Which Fed Members Want To End Bernanke’s Low Rate Party

Last week, Bespoke Investment Group said this about the impact of quantitative easing (aka Fed bond buying to keep rates low) on stocks, mortgage bonds (MBS), and the broader economy:

With the Fed continuing to pump $85 billion in liquidity into the markets on a monthly basis, one would expect the party in equities and most areas of fixed income to keep going. The big question is what happens when the music stops. The chart below is one we have shown several times over the last few years and basically compares the Fed’s balance sheet to the S&P 500. As the size of the Fed’s balance sheet increases, the S&P 500 has risen, and each time the Fed paused, equities declined. Based solely on the last four years, investors have every right to be looking over their shoulders to make sure the Fed is still there.

SP500_vs_Fed_MBS_Treasury_Holdings

While the outlook for the Financial markets once the Fed starts to try and exit is uncertain, we think the time for them to exit will come later rather than sooner. Going back to 1930, the average annual growth rate of the US economy has been 3.3%, but the last time the economy even grew by 3% in a given year was in 2005, which was the year Bernanke became Fed Chairman. At seven years and counting, Bernanke has presided over the longest stretch of sub 3% growth ever. With a record like that, we wouldn’t expect him to pull the plug until he is extremely confident that the US economy will see 3% growth.

Lower GDP in the Bernanke era is certainly a good rationale for why the Fed might hold steady on QE. But Bernanke is known for his consensus management style, and there’s growing dissent in the Fed ranks on when to wind down QE—or at least signal a wind down.
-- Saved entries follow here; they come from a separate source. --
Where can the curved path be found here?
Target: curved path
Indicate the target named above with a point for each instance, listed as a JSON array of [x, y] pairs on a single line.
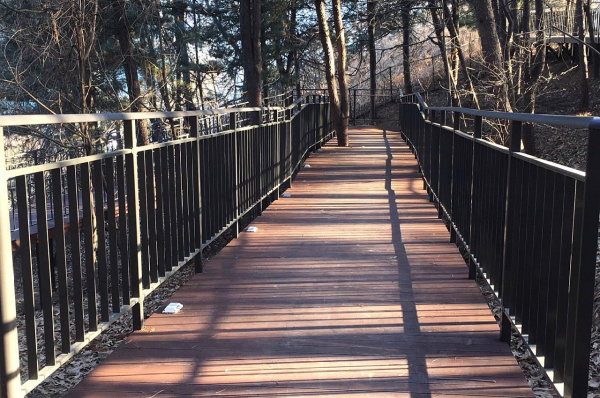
[[350, 288]]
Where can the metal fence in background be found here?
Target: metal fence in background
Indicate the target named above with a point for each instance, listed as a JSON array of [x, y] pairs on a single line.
[[136, 216], [528, 225]]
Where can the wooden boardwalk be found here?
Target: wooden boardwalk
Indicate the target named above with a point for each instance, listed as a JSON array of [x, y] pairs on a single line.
[[350, 287]]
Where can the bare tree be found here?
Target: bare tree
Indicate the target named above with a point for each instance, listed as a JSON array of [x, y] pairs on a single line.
[[330, 74], [341, 75], [371, 17], [130, 65], [585, 94], [250, 15]]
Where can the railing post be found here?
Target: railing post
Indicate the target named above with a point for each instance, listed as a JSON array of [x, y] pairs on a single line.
[[391, 85], [509, 229], [194, 132], [10, 380], [430, 157], [354, 107], [581, 286], [440, 147], [233, 126], [476, 135], [456, 119], [135, 239], [258, 152]]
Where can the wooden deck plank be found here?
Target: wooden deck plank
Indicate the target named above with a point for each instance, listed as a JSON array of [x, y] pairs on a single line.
[[350, 288]]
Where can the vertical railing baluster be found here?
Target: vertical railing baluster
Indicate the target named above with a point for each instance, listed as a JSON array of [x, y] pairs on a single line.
[[61, 260], [581, 288], [133, 211], [10, 382], [197, 187], [509, 229]]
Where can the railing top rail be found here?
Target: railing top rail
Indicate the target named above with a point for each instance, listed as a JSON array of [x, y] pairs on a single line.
[[30, 120], [552, 120], [367, 80]]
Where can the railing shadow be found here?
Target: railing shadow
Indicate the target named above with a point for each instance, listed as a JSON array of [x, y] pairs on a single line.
[[417, 366]]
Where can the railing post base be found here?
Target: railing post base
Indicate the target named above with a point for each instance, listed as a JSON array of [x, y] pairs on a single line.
[[472, 269], [199, 262], [505, 328], [138, 314]]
Rates rose last week as bond markets were rattled by such signals.

Tuesday, I noted 3 QE wind down signals that were driving bonds lower and rates higher, then Thursday Bloomberg reported that 3 Fed officials want less MBS buying:

…Dallas Federal Reserve Bank President Richard Fisher said today buying mortgage bonds risks disrupting the market, while Philadelphia Fed President Charles Plosser said, “it’s not good for the bank to be holding lots of mortgage paper.” Jeffrey Lacker of Richmond said to reporters yesterday the Fed should “get out of the credit allocation business.”

… “When refinancing activity eventually shifts down, the Fed could soon be buying up to 100 percent of MBS issuance if the current purchase program continues,” Fisher said today in a speech in Houston. “Buying such a high share of gross issuance in any security is not only excessive, but also potentially disruptive to the proper functioning of the MBS market.”
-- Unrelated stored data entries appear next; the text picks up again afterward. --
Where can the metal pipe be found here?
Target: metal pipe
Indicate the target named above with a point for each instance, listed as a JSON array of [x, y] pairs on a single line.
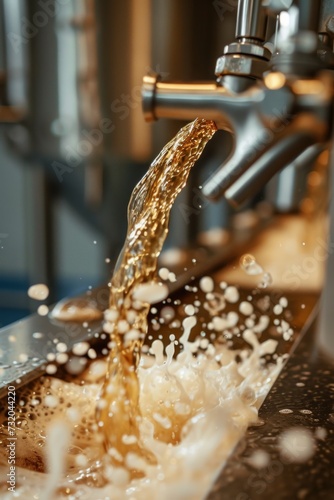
[[251, 20]]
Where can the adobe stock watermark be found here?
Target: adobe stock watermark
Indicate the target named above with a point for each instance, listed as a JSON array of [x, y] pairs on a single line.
[[11, 438], [30, 27]]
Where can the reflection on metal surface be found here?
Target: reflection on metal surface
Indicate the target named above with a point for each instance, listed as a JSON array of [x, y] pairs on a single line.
[[302, 396]]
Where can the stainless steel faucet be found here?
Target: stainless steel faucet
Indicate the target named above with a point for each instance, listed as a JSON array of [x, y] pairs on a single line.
[[275, 98]]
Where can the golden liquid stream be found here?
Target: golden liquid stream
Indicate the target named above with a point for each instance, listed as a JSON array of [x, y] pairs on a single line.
[[148, 215]]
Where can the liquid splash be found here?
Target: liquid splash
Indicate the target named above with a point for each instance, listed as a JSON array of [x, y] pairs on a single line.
[[126, 319]]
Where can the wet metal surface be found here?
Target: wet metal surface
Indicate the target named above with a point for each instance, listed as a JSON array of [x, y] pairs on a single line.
[[303, 396]]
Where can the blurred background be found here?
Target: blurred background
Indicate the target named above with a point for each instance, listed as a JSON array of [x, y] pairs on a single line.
[[73, 140]]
… Lacker said yesterday the central bank should reinvest the principal from its mortgage bond holdings into Treasuries. “That would be a really reasonable step to contemplate at this point given the strength in the housing market right now,” he said to reporters in Baltimore.
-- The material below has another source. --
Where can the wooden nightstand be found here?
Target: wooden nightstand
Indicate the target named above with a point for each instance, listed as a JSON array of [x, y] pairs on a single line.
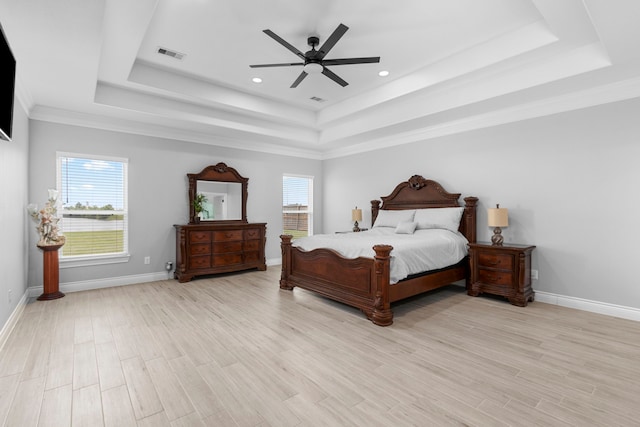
[[501, 270]]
… Plosser said today in a Bloomberg Television interview he “would like to see us get out of mortgage-backed securities.”

… Fisher said in response to audience questions he wants to see the central bank’s balance sheet eventually returned to an all-Treasuries portfolio. While Fisher has been one of the most outspoken opponents to bond buying among Fed officials, he said in February he didn’t want to stop purchases “cold turkey,” which could destabilize the market.

…“The housing market is on a self-sustaining path and does not need the same impetus we have been giving it,” Fisher said today to the National Association for Business Economics in Houston. With the success of continued buying “questionable,” he said, “I think we can rightly declare victory on the housing front and reel in — or dial back — our purchases, with the aim of eliminating them entirely as the year wears on.”

All relevant arguments for less QE (especially with respect to MBS, which directly impact mortgage rates) so it’s easy to think this counters Bespoke’s theory that QE will come “later rather than sooner.” But it actually supports it because these three Fed officials don’t get policy votes on the FOMC this year—voting FOMC members rotate (schedule) so Plosser and Fisher are alternates this year and will rotate back into voting roles next year, and Lacker won’t rotate in until 2015.

So it might take until next year for Fed Exit chatter to become policy.

Meanwhile, the 2013 votes indicate full tilt QE. On the surface anyway. At the May 1 FOMC meeting, 11 members voted in favor of current agressive QE policy and 1 voted against. We’ll get more details of what those voting members really think this coming Wednesday, May 22 when the minutes from that meeting are released. Market participants parse those minutes for the slightest hints of doubt coming from FOMC members who keep voting for more QE.

Until then, we could see more defensiveness in MBS, which means elevated rate levels.